Pool Re expanded the terrorism reinsurance protection it offers to the UK insurance industry in March this year, as it sought to offer non-damage business interruption (NDBI) cover to protect businesses from interruption costs in the event of a terror attack even if their premises were not damaged.
Given this expansion the Pool Re retrocession program needs to be augmented and extended to protect the pool against these risks.
As a result Pool Re explained that it is currently working towards a retrocession placement for July 1st which it expects to be around £40 million to £50 million in size and designed specifically to cover these NDBI exposures.
Pool Re further said that its NDBI retrocession will be separate and discrete from the main retro placement that it renewed earlier this year.
The reinsurer secured a £2.3 billion retrocession programme this year, led by reinsurance giant Munich Re and including its first ever catastrophe bond, the UK issued £75 million Baltic PCC Limited (Series 2019) terror cat bond.

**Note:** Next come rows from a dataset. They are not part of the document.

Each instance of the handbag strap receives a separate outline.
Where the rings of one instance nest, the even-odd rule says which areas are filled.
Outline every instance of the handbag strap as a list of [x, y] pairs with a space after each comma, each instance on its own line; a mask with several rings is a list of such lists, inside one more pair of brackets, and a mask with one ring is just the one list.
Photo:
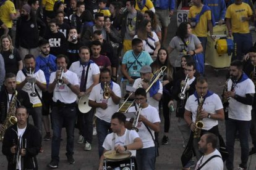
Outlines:
[[201, 168], [203, 168], [203, 166], [205, 166], [208, 161], [210, 161], [211, 159], [213, 159], [213, 158], [216, 158], [216, 157], [219, 157], [219, 158], [221, 158], [221, 156], [220, 156], [220, 155], [213, 155], [213, 156], [211, 156], [211, 157], [210, 157], [209, 158], [209, 159], [208, 159], [202, 165], [201, 165], [198, 169], [197, 169], [197, 170], [200, 170], [200, 169], [201, 169]]

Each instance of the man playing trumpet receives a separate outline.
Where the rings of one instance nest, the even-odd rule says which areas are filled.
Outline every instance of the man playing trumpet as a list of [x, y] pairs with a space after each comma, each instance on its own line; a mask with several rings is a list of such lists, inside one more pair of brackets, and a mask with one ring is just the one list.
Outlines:
[[[195, 89], [196, 91], [187, 99], [186, 103], [184, 119], [192, 132], [198, 134], [198, 136], [194, 136], [193, 144], [189, 142], [188, 145], [193, 145], [197, 159], [199, 160], [202, 154], [198, 147], [200, 137], [208, 132], [219, 136], [218, 120], [224, 120], [224, 111], [219, 96], [208, 90], [206, 78], [199, 77], [197, 79]], [[199, 105], [200, 107], [198, 107]], [[197, 127], [197, 123], [199, 121], [203, 124], [202, 127]]]
[[44, 72], [36, 67], [35, 57], [27, 54], [24, 58], [25, 68], [18, 71], [16, 76], [17, 89], [28, 94], [33, 108], [28, 112], [33, 118], [34, 125], [42, 132], [42, 91], [46, 89]]
[[89, 106], [96, 110], [96, 127], [97, 131], [99, 157], [103, 153], [102, 147], [109, 131], [111, 131], [111, 119], [118, 110], [121, 99], [121, 89], [118, 84], [111, 80], [108, 68], [103, 68], [100, 73], [100, 83], [94, 86], [89, 96]]

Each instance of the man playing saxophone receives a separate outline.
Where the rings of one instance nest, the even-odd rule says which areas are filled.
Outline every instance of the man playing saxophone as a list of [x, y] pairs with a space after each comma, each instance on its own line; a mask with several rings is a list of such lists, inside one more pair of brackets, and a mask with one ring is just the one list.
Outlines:
[[29, 94], [33, 108], [28, 109], [34, 125], [42, 132], [42, 91], [46, 89], [46, 80], [43, 71], [36, 67], [35, 57], [27, 54], [24, 58], [25, 68], [18, 71], [17, 88]]
[[[3, 132], [6, 118], [9, 114], [15, 116], [16, 110], [10, 110], [10, 105], [12, 103], [15, 105], [15, 108], [23, 105], [27, 108], [32, 108], [27, 92], [22, 90], [16, 90], [16, 76], [14, 73], [9, 73], [4, 79], [5, 88], [0, 92], [0, 133]], [[17, 91], [17, 96], [14, 98], [15, 91]], [[15, 99], [15, 101], [14, 100]], [[1, 139], [0, 139], [1, 140]]]
[[7, 169], [38, 169], [36, 155], [41, 147], [41, 134], [27, 123], [28, 113], [23, 106], [17, 108], [17, 123], [9, 127], [2, 142], [2, 152], [8, 160]]
[[[189, 97], [186, 103], [184, 119], [192, 132], [197, 132], [198, 134], [198, 136], [195, 136], [192, 140], [192, 144], [192, 144], [197, 159], [199, 160], [202, 155], [198, 150], [198, 142], [200, 137], [208, 132], [219, 136], [218, 120], [224, 119], [224, 111], [219, 96], [208, 91], [206, 78], [199, 77], [197, 79], [194, 94]], [[202, 121], [203, 124], [202, 129], [196, 126], [199, 121]]]

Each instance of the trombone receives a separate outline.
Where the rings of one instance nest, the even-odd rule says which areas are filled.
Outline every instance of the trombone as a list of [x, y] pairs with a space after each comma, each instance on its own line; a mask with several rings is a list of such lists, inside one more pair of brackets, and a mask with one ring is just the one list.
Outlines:
[[62, 68], [62, 67], [61, 67], [60, 70], [61, 70], [61, 73], [59, 73], [59, 76], [57, 79], [57, 84], [59, 86], [63, 85], [64, 84], [64, 80], [62, 79], [64, 69]]
[[[158, 70], [156, 72], [154, 73], [153, 77], [150, 79], [150, 80], [148, 82], [149, 86], [146, 89], [146, 93], [147, 93], [149, 91], [149, 90], [150, 89], [150, 88], [152, 87], [153, 84], [154, 84], [155, 83], [156, 83], [156, 81], [158, 81], [158, 79], [162, 75], [162, 74], [163, 73], [163, 72], [164, 71], [164, 70], [166, 69], [166, 68], [167, 68], [167, 67], [163, 66], [162, 67], [160, 68], [160, 69]], [[140, 82], [140, 83], [142, 82], [142, 81]], [[140, 85], [140, 83], [139, 85]], [[139, 87], [139, 85], [137, 87]], [[129, 95], [129, 97], [130, 97], [130, 95], [131, 95], [131, 94]], [[122, 107], [124, 105], [124, 103], [127, 102], [127, 99], [126, 99], [126, 100], [124, 102], [124, 103], [122, 103], [122, 105], [121, 105], [121, 107], [118, 109], [117, 111], [119, 111], [121, 110], [121, 108], [122, 108]], [[130, 103], [130, 105], [126, 109], [126, 111], [124, 111], [124, 113], [127, 112], [129, 108], [134, 103], [134, 100], [133, 100], [133, 102]]]
[[189, 75], [187, 75], [186, 79], [185, 79], [186, 85], [182, 86], [182, 87], [181, 88], [181, 92], [179, 93], [178, 94], [178, 97], [181, 100], [184, 100], [186, 98], [185, 92], [186, 92], [186, 88], [189, 84]]
[[31, 67], [29, 68], [29, 74], [31, 75], [32, 78], [30, 79], [30, 89], [32, 91], [30, 95], [31, 97], [36, 97], [37, 95], [36, 92], [35, 92], [35, 81], [34, 81], [34, 71], [31, 71]]

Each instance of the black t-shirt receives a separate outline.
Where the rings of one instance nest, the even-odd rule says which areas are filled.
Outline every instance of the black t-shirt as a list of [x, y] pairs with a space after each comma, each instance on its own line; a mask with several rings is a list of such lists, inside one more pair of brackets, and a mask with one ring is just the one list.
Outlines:
[[1, 51], [4, 60], [6, 73], [12, 73], [17, 75], [19, 71], [18, 62], [22, 60], [18, 50], [14, 49], [14, 54], [10, 51]]

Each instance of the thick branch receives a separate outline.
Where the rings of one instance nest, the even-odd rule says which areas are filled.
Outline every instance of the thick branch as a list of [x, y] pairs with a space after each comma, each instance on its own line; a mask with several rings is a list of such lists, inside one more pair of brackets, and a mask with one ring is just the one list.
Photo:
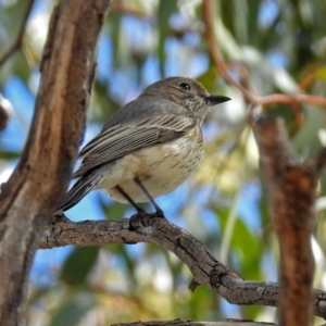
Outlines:
[[14, 42], [12, 43], [12, 46], [10, 47], [10, 49], [0, 58], [0, 66], [2, 64], [4, 64], [4, 62], [12, 55], [14, 54], [17, 50], [21, 49], [22, 47], [22, 42], [23, 42], [23, 37], [25, 34], [25, 29], [26, 29], [26, 25], [27, 25], [27, 21], [29, 17], [29, 13], [32, 11], [34, 4], [34, 0], [28, 0], [27, 1], [27, 5], [26, 5], [26, 11], [24, 13], [22, 23], [21, 23], [21, 27], [18, 30], [18, 34], [16, 36], [16, 39], [14, 40]]
[[310, 325], [314, 276], [311, 234], [323, 160], [319, 164], [301, 163], [280, 118], [260, 120], [253, 130], [280, 249], [279, 324]]
[[1, 325], [25, 325], [26, 277], [50, 223], [49, 212], [59, 206], [77, 156], [95, 49], [109, 2], [64, 0], [52, 15], [28, 140], [21, 162], [1, 187]]
[[[191, 289], [204, 285], [230, 303], [278, 304], [279, 287], [274, 283], [246, 281], [235, 272], [214, 259], [209, 250], [186, 230], [164, 218], [118, 221], [84, 221], [74, 223], [68, 220], [54, 222], [43, 233], [40, 248], [76, 246], [101, 246], [110, 243], [150, 242], [174, 252], [190, 268], [195, 280]], [[314, 291], [314, 312], [326, 317], [326, 293]]]

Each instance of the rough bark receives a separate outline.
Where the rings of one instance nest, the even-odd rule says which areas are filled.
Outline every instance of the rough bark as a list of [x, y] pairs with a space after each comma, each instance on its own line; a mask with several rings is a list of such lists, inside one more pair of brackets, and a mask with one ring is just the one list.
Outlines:
[[[188, 231], [160, 217], [78, 223], [62, 218], [45, 230], [40, 248], [137, 242], [154, 243], [175, 253], [193, 275], [190, 290], [203, 285], [234, 304], [279, 305], [280, 288], [276, 283], [244, 280], [218, 262]], [[314, 290], [314, 313], [326, 318], [326, 292]]]
[[28, 139], [18, 165], [1, 187], [0, 325], [25, 324], [28, 271], [77, 156], [109, 3], [64, 0], [52, 15]]
[[315, 190], [325, 164], [325, 150], [315, 160], [302, 162], [280, 118], [261, 118], [253, 130], [280, 251], [279, 325], [311, 325], [314, 302], [311, 237]]

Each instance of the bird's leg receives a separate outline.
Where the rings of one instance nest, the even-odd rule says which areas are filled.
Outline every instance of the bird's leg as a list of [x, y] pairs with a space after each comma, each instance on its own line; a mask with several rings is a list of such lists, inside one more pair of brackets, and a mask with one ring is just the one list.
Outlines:
[[145, 210], [137, 205], [137, 203], [131, 199], [131, 197], [120, 186], [115, 186], [116, 190], [136, 209], [138, 214], [145, 214]]
[[160, 206], [155, 203], [155, 201], [153, 200], [153, 198], [151, 197], [151, 195], [147, 191], [147, 189], [145, 188], [145, 186], [142, 185], [142, 183], [140, 181], [140, 179], [138, 177], [135, 177], [134, 181], [143, 191], [143, 193], [150, 200], [150, 202], [152, 203], [152, 205], [155, 208], [155, 211], [156, 211], [155, 216], [158, 216], [158, 217], [165, 217], [163, 210], [160, 209]]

The new NDBI retrocession will cover Pool Re’s net retained losses once they exceed an attachment point, the level of which is still to be determined.
Pool Re’s chief underwriting officer, Steve Coates, commented on the retro buy, “NDBI retro is consistent with our aim of not retaining risk that the market is capable of writing. Although the market preferred that Pool Re create the NDBI solution, most of the risk will be retained either by Members, through their retentions, or passed to the retrocession market.”
So it sounds as if Pool Re will look to traditional sources of retrocessional reinsurance for this NDBI cover, although that’s not to say some specialist ILS funds or third-party capital vehicles could have a small participation, as some are certainly capable of underwriting this risk.
It’s interesting to consider whether the NDBI retro coverage could be structured with a parametric trigger, paying out based on the size of a terror event and its expected impact to business, triggered off key metrics about the terror attack itself as well as economic productivity, for example.
Being a business interruption risk, there are often more ways to address a financial protection for this than just a pure indemnity trigger structure. Perhaps in years to come Pool Re will look at other ways to secure contingent capital coverage for non-damage business interruption risks after terror attacks.
It’s also interesting to consider whether NDBI could become part of a future Pool Re terror catastrophe bond issuance.
Pool Re said that its view of the forthcoming retrocession structure will be informed by its proprietary, bespoke NDBI model, which its Members can also use to help quantify and price their retained risk.
That’s important as it means Pool Re’s view of risk is aligned with the members, making the retrocession a more easy fit to the exposure it has assumed.